We revealed that STAS was a significant risk factor for recurrence in the limited resection group. The presence of STAS was associated with shorter 5-year RFS in limited resection. (combined HR:4.05,95%CI:2.31–7.09). Kadota et al. first reported that STAS was a significant risk factor for recurrence in patients with ≤2 cm stage I lung adenocarcinoma who underwent limited resection [6]. Shiono et al. also revealed that the patients with STAS undergoing limited resection had a higher rate of pulmonary metastasis than those with STAS undergoing lobectomy [16]. It suggested that the lung cancer with STAS might easily spread via spaces. Therefore, limited resection should be avoided for the patients with the presence of STAS, our conclusions need be confirmed by further studies.

As early as in 1995, aerogenous spread had been recognized as the presence of isolated clusters of tumor cells in the alveolar space, at that time aerogenous spread was neglected and had not been well studied. In 2015, Kadota et al. first reported that STAS was a significant risk factor for recurrence in patients with ≤2 cm stage I lung adenocarcinoma who underwent limited resection (including wedge resection, segmentectomy) but not in those who underwent lobectomy. According to the 2015 WHO classification, STAS is defined as“micropapillary clusters, solid nests, or single cells spreading within air spaces beyond the edge of the main tumor [6]. Dai et al. [10] showed that patients with stage IA adenocarcinomas with tumor larger than 2 to 3 cm showing STAS had an unfavorable prognosis comparable to stage IB patients with or without STAS, which suggested that STAS might be a factor to upgrade T stage. This result contributes to the accuracy of predicting the outcome of early-stage adenocarcinomas. More importantly, patients with ADC larger than 2-3cmwith STAS might benefit from postoperative chemotherapy.

STAS is also related to recurrence and survival in patients with squamous cell lung carcinoma [12, 20, 21]. Lu et al. [20] investigated 445 cases of surgically resected stages I to III squamous cell lung carcinoma and identified STAS in specimens from 30% of the patients. The patients with STAS had higher rates of recurrence and cancer-specific death than the patients without STAS, the difference in overall survival between patients with and without STAS was not significant.

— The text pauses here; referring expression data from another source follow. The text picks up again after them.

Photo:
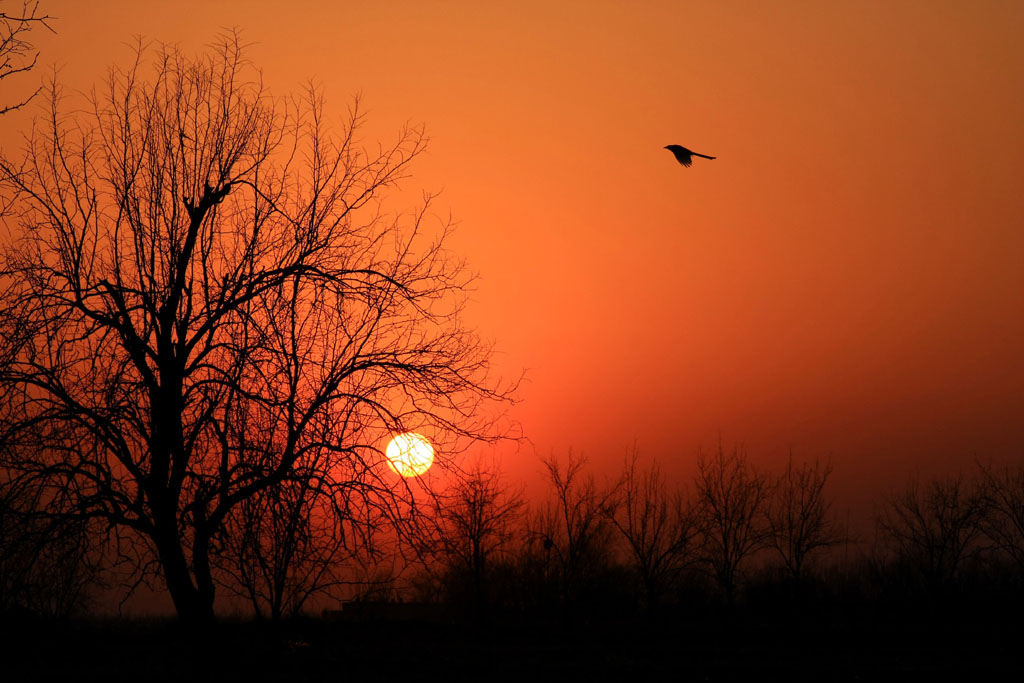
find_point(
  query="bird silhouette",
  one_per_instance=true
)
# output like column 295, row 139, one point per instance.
column 684, row 156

Yanagawa et al. [22] showed that the patients with STAS had a worse RFS and OS than the patients without STAS in the sub-lobar resection group. In the lobectomy group, the patients with STAS had a worse RFS than the patients without STAS. The patients with STAS had a trend of worse OS than patients with STAS in the lobectomy groups, but no statistical significance was observed. Therefore, the presence of STAS is a promising prognostic marker helpful for the clinical decision-making process regarding lung cancer treatment and prognosis in SQCC.

Some limitations of our meta-analysis should be addressed. First, the enrolled studies were retrospective, which contributed to that some bias were inevitable. Second,our meta-analysis only enrolled studies published in English language.So,it was more likely to appear publication bias. In RFS group, there existed publication bias with P = 0.006 < 0.05 for Begg’s test.the possible causes contributed to this problem might be that the majority of studies are from Japan, even part of studies are from same author, therefore, Publication bias is inevitable. Third, we just included NSCLC patients in our meta-analysis, future studies are needed to cover SCLC patients to confirm our conclusion.

Conclusion

In conclusion, this meta-analysis illuminated that the presence of STAS might be a unfavorable prognostic factor for patients with NSCLC. it should be paid sufficient attention and recorded in pathologic reports, which can indicate treatment choice and prognosis of patients. In future, more studies with well-designed and large-scale are needed to confirm the conclusion.